- The first of a trilogy of 'Rosenberg' radiophonic works by Jon Rose, the others in the series being 'Play It Again, Doc' and 'Brain Weather'.
- All text, music, non-studio recording, and MIDI programming by Jon Rose.
- Produced in the studios of West Deutsche Rundfunk for Klaus Schöning and his Studio Akustische Kunst.
- In Cologne, we had literally dozens of actors and extras involved in this production, including some Italian football fans from the local pizzaria, but I can't find the list anywhere! My apologies.
- There was a German, an English, and a French version of this piece. I have made a selection from each in this extract.

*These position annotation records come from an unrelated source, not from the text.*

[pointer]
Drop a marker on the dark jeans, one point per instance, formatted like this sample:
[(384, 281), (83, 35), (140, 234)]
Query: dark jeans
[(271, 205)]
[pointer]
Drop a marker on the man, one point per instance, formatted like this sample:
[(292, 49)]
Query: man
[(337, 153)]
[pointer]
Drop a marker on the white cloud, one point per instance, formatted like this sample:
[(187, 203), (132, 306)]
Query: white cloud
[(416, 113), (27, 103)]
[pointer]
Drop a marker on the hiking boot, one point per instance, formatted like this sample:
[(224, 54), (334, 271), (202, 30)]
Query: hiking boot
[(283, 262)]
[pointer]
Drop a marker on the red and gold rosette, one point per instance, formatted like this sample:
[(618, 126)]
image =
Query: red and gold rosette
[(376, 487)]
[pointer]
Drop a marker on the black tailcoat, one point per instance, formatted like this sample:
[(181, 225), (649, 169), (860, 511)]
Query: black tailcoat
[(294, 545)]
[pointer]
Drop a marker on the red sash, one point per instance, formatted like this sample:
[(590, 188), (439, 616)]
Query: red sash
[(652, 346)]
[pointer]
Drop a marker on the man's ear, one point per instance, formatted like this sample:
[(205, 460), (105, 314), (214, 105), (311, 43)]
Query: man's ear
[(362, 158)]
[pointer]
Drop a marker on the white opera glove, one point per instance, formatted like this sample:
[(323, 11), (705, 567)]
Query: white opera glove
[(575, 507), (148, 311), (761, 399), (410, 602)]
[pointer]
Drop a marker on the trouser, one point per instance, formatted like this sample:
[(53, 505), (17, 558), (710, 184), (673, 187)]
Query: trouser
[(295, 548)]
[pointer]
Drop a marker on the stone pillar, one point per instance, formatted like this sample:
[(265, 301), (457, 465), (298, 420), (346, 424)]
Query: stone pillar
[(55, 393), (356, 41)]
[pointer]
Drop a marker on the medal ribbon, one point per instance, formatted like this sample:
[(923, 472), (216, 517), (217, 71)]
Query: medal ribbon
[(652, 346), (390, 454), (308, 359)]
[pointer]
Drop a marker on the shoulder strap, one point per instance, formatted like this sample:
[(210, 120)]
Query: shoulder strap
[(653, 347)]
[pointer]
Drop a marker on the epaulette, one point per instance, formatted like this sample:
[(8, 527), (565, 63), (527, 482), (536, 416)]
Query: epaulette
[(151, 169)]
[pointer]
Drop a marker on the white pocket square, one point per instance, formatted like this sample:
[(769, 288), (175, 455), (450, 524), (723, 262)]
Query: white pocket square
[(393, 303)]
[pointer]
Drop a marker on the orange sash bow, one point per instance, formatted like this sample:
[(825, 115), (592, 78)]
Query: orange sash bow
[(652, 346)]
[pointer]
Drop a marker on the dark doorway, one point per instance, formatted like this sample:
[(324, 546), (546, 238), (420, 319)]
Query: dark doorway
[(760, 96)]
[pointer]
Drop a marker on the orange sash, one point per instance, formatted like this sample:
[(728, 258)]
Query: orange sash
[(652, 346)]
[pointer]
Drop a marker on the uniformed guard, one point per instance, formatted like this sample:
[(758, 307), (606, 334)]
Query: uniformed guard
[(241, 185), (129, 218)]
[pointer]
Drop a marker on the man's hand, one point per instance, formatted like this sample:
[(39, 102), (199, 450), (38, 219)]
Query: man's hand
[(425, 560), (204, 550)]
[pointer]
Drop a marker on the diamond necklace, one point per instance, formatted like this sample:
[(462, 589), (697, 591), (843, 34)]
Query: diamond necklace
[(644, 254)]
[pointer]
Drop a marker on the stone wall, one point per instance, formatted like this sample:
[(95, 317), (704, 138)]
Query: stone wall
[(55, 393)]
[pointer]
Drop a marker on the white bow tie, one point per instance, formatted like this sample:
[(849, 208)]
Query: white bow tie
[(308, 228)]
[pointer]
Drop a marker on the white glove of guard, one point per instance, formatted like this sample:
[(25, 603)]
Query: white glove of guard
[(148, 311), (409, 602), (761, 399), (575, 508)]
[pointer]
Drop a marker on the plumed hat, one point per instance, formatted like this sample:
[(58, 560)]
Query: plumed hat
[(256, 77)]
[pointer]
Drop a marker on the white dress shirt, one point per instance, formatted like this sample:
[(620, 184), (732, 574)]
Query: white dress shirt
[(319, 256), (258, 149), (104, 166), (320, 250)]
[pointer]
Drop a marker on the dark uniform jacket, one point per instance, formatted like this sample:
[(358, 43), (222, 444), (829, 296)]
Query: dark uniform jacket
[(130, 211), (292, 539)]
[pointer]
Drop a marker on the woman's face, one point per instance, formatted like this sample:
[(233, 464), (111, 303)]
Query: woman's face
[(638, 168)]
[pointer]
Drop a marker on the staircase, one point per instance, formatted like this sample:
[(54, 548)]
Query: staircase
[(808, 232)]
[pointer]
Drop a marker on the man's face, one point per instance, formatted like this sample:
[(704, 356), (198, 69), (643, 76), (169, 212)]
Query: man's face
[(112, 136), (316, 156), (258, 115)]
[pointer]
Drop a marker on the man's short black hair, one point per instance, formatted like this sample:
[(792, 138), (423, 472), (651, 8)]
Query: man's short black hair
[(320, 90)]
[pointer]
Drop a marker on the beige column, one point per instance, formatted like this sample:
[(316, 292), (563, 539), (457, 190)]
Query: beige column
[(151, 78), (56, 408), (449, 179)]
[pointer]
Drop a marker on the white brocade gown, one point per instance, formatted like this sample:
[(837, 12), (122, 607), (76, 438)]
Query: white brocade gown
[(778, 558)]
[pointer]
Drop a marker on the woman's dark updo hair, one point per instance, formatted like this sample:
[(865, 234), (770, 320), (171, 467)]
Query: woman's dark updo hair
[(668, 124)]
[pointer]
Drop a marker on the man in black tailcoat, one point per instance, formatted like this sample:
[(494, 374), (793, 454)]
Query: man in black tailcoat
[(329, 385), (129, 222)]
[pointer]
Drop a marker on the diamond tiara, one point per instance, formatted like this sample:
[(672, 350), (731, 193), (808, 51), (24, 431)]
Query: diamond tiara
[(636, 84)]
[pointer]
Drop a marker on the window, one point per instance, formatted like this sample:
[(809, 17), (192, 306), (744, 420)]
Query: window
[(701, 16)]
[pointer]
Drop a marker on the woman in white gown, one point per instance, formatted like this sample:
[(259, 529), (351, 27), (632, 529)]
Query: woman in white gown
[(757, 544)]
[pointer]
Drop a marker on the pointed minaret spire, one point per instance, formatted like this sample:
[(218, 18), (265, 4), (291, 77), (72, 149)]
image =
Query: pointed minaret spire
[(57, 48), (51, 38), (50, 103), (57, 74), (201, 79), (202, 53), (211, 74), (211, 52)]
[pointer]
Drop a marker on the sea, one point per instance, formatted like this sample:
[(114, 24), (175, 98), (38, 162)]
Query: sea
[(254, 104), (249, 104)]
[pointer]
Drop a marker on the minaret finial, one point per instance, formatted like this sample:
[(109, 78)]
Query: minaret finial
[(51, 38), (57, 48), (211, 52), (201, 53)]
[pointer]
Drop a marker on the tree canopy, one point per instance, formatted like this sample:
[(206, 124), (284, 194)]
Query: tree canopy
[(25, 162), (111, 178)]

The key to the structure of The Rosenberg Violin Concerto is to be found on line 9 in the Berlin subway system - The Relative Unified Music Theory. An entire orchestra is crammed into one of the trains as the full scope of the audio score is revealed. Rosenbergian concepts are demonstrated in an Italian Football match, a famous racehorse, multi lingual search programmes, East German and Russian 'number’ station broadcasts to their spies in the West, the notorious BACH motive, a Laplander in mid orgasm, indeed a song that lapses into Esperanto, a monkey's fart, an industrial pneumatic hammer, the weekend factor, dozens of desperate illegal immigrants that the authorities would rather remove, and not forgetting the explosive version of Beethoven's violin concerto recorded as the Berlin Wall sadly fell. As the text points out "In his youth Rosenberg was attracted by the Epimenidies Paradox... he went on to consider a violin language in which the violin could pronounce 'this is not a violin'."